Still, we spent most of our time indoors, ogling the wares of Mostly Merino...

...and Heather's wall-o-color. Here Heather displays a lovely colorway she calls Floozy. I told her anything so splendidly fuchsia was going on the blog, nomenclature notwithstanding.

While I wasn't inspired to do much with the camera, we saw many other great vendors as well, and lots of friends; we left with everything but our spirits dampened.

Back home, the sky cleared briefly as I collected Miss B from her second soccer game of the day. They lost both, but played much better in the second game, Miss B's tenacious defense garnering special notice.

As wet days go, this one was right up there.

Friday, May 07, 2010

Friday Flowers

Do you remember the tulips in the office park where I work? Vast, color-coordinated displays of them, every bulb complete with leaves and flower, every flower perfect.

Like everyone else, the landscapers have had to deal with budget cuts.
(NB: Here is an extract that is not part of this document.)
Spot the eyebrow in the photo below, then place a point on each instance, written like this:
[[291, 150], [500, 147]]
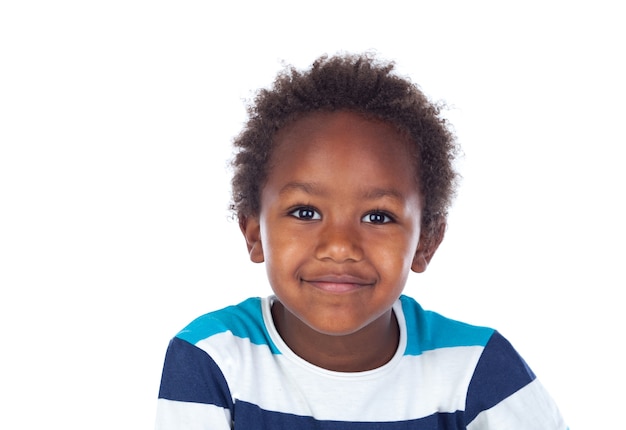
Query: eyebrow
[[315, 189]]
This year the tulips are sparser, more random, some beds a glorious jumble of color — but with obvious method to the madness — and here and there one tulip amid the rugosa, seemingly sprung there by accident.

If you're going to New Hampshire tomorrow, I hope to see you there.

Saturday, May 01, 2010

Saturday Sky

This has been a great year for flowering crab trees, I'm not sure why. Some clever landscaper planted one every 20 feet or so along our street. They are basically weeds, so they thrive on neglect, and they seem to take turns being covered with flowers or having just a few here and there, but this year most of them have gone all out. I did my best to capture the sweep of the whole street.

...well, I tried.

We have several trees in our back yard; we moved the pink one as a baby from where it inconveniently sprang up, but all the others came of their own accord.

Yes, I have gone a little nutty with the photos.

But I like them. There are more here, should you for some reason be not yet surfeited.